Lucas não disse nada. Apenas fez erguer uma gigantesca onda feita de grama e deslizou com ela rio acima em direção da aldeia das ninfas. Por onde passava as árvores afastavam-se de seu caminho e algumas que não tinham por que se afastarem se curvavam.

Karina e BêPê olharam o espetáculo com uma expressão de espanto, e depois fixaram os olhos em Nathalia, esperando que saída espetacular a guerreira teceria.
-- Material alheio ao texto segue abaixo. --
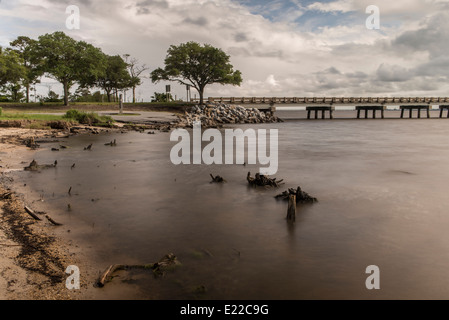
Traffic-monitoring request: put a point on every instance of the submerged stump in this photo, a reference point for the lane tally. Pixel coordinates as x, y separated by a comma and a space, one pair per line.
291, 211
263, 181
301, 196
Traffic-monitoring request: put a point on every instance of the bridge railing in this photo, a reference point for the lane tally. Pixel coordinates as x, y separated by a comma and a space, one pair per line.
325, 100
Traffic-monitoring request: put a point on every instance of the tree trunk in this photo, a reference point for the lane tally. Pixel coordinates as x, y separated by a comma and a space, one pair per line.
134, 94
201, 92
27, 93
66, 93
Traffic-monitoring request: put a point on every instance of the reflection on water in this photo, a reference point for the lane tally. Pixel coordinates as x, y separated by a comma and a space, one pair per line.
382, 190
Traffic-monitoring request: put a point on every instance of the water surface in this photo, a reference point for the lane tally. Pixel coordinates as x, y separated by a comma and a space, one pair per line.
382, 191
Ao perceber os olhares curiosos das amigas Nathalia limitou-se a vestir o elmo da armadura de Ares e comentar, enquanto saía correndo com as próprias pernas:

– Hmpf! Exibidos de uma figa!

A batalha de verdade pela sobrevivência do Santuário ia começar. Observando tudo de seu zepelim, escondida entre as nuvens do céu, Bárbara olhava o seu relógio digital. Ele marcava uma contagem regressiva de 43 horas e 50 minutos. O tempo se esgotava.